This list is prepared before we harvest your share. Some guesswork is involved! We do our best to predict which crops will be ready to harvest, but sometimes crops are on the list that are not in the share, and sometimes crops will be in the share even though they’re not on the list. Remember food safety in your kitchen when preparing, always wash your hands before working with your produce and always wash your produce before eating.

Outrageous Red Lettuce and Black Seeded Simpson – This crop took a beating with the hail earlier this week. So if you see ragged, limp leaves etc it is due to that. We tried to clean it up the best we could.


Carrots are a wonderful root vegetable. Place in your refrigerator and eat raw or cooked.

Carrots – Boy did this group of carrots take off – enjoy!

Arugula – This leafy vegetable is in the family Brassicaceae known for its fresh, tart, bitter, and peppery flavor. It is good to include in salads, and I would encourage you to try it in other dishes.

Kohlrabi – This crop is at its end. We are hopeful to get more in your box before the end of September.

Onions Enjoy the purple onions this week. Such a beautiful color.

Garlic – While these bulbs of garlic are small, they have good flavor.

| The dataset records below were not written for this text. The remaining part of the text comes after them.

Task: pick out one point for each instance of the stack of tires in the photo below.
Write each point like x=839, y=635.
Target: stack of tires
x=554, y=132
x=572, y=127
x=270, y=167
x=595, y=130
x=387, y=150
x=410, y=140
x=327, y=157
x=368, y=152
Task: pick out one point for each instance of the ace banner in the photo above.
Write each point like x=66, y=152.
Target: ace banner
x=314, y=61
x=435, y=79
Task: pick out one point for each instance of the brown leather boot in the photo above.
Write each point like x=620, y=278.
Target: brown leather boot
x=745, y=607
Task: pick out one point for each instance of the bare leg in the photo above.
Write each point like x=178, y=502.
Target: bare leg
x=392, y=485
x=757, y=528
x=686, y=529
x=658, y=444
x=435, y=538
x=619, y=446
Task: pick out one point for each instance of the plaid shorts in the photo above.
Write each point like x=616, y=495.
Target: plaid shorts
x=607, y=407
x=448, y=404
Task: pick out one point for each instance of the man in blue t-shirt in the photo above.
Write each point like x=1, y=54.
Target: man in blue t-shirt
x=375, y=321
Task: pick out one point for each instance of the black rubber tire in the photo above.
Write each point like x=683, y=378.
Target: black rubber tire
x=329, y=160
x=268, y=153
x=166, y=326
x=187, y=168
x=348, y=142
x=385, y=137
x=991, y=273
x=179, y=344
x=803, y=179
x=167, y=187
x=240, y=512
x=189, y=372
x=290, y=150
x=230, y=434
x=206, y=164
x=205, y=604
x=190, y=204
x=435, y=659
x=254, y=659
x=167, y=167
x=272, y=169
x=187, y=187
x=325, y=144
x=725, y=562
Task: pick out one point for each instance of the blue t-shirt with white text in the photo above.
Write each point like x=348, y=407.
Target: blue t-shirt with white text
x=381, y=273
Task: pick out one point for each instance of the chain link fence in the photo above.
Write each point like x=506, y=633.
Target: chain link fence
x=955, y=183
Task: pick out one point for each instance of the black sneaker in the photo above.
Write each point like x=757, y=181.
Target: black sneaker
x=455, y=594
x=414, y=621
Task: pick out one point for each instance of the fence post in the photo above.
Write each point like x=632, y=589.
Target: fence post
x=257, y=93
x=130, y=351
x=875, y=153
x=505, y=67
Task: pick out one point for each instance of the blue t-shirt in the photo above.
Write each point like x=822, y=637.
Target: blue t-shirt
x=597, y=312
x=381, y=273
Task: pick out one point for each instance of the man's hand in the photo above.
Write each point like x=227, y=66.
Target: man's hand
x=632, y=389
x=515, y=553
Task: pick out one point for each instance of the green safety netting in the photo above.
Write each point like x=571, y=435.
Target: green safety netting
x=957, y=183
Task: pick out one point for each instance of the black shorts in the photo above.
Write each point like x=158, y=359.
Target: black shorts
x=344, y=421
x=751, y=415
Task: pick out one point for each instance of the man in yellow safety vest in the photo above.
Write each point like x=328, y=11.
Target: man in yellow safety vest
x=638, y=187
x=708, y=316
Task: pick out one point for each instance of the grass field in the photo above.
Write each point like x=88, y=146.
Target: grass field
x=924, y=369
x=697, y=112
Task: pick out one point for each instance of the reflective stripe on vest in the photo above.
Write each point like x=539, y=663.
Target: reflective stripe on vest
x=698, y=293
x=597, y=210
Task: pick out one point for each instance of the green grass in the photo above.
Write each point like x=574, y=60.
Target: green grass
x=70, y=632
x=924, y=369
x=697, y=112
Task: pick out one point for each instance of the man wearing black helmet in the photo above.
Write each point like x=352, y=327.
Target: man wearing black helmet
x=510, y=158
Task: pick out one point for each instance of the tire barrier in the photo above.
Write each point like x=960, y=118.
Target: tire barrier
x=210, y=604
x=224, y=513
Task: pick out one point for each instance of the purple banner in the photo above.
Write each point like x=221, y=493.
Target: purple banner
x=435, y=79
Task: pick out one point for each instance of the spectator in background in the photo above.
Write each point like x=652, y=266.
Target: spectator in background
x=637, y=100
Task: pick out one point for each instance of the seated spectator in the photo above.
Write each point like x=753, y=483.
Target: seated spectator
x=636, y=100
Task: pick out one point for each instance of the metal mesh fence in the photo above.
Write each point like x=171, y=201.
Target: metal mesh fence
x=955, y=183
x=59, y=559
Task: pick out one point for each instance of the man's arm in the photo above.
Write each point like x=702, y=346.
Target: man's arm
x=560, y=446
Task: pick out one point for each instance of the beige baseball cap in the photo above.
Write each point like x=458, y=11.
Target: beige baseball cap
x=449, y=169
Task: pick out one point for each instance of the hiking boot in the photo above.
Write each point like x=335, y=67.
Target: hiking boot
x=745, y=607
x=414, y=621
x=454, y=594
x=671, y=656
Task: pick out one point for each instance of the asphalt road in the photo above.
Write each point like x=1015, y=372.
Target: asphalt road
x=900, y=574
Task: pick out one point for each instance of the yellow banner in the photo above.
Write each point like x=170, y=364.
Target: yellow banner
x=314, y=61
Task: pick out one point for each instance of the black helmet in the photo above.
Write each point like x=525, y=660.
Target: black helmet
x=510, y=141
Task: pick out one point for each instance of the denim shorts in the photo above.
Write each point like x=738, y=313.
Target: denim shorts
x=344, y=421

Detroit Dark Red Beets – The entire plant is edible – that includes the leaves. Here are some ideas from Martha Stewart on how to use your beets.



Cucumbers – I don’t know about you, but I love the smell of cucumbers. We had a request about canning pickles. Perhaps you want to give a refrigerator pickle a try first. Here is a link to a recipe on Taste of Home and another from Martha Stewart.


Sunburst Patty Pan Summer Squash – I’ve been using this like zucchini in recipes.

Zucchini – We have another crop planted as it is like the plants experienced a sudden death syndrome. So look for more next month.

Potatoes – The Kennebec is a wonderful baking potato. See how potatoes are harvested in Idaho on America’s Heartland.

Basil – An herb I enjoy using when grilling or making tomato sauce. Learn from Martha Stewart some tips and tricks.



Arrangement – A variety of flowers including zinnias, rudebeckia, hostas, sunflowers and more.


Recipe of the Week


These zucchini brownies are a favorite.

Fudgy Zucchini Brownies

2 cups all-purpose flour

1/3 cup baking cocoa

1-1/2 teaspoons baking soda

1 teaspoon salt

2 cups shredded zucchini

1-1/2 cups sugar

3/4 cup vegetable oil

1/2 cup chopped walnuts

2 teaspoons vanilla extract


1/4 cup butter, cubed

1 cup sugar

1/4 cup milk

1/2 cup semisweet chocolate chips

1/2 cup miniature marshmallows

1 teaspoon vanilla extract

1/2 cup chopped walnuts, optional


  1. In a large bowl, combine the flour, cocoa, baking soda and salt. In a small bowl, combine the zucchini, sugar and oil; stir into dry ingredients until blended. Stir in walnuts and vanilla.
  2. Pour into a greased 13-in. x 9-in. baking pan. Bake at 350° for 35-40 minutes or until a toothpick comes out clean. Cool on a wire rack for 30 minutes.
  3. In a large saucepan, melt butter; stir in sugar and milk. Bring to a boil over medium heat, stirring frequently. Cook and stir 1 minute or until smooth. Remove from the heat. Stir in chips and marshmallows until melted and smooth; add vanilla. Spread over brownies. Sprinkle with walnuts if desired.